Because you know what? The crap along the way--the tree that deflates the balloon, the ditch, the being alone on Thanksgiving and not knowing what equity is--none of that stuff makes us who we are. Neither do the "great places" or having babies or being mayor, by the way.

What makes us who we are is how we respond to it all. The good and the bad. The pleasant and the frustrating. The normal and the strange.

What makes us who we are is whether we can force ourselves to keep going when the one thing we want most is taken from us. What makes us who we are is whether we can keep being kind to others when the world isn't being kind to us.

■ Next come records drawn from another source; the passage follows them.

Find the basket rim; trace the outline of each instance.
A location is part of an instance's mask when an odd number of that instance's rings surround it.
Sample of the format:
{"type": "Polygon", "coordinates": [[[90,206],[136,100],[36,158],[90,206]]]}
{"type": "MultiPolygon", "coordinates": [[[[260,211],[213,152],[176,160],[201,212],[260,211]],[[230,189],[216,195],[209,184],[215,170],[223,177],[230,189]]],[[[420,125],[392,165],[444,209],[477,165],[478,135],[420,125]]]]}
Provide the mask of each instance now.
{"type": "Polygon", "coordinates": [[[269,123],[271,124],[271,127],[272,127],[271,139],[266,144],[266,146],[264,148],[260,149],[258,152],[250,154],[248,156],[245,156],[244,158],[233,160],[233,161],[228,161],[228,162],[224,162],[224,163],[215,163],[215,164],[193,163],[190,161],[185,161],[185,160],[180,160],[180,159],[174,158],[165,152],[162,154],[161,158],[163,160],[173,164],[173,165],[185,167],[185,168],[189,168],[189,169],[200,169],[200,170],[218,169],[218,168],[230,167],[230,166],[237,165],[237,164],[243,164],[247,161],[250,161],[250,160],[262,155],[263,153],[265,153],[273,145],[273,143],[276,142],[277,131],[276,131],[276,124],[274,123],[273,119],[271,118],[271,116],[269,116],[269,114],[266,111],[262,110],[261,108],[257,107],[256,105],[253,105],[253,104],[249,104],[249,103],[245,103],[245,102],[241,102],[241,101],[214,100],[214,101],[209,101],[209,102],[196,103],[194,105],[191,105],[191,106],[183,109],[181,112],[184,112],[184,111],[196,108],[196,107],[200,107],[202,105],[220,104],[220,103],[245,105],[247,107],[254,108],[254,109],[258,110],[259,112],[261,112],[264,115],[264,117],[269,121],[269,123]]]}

What makes us who we are is whether we can maintain a sense of humility when treasures pour down upon us, and a sense of self-worth when they are taken away.

Getting cut down hurts.

Being cut down is demoralizing.

But sometimes it's impossible to get to your great places without a snip snip along the way.

So, yeah. You may not get to pick all the places you'll end up. But "you can go any direction you choose." And I have to think that a life of positive perseverance on that point must take you to some pretty amazing places. Eventually.

Whozits and trigamoroo. And all that jazz.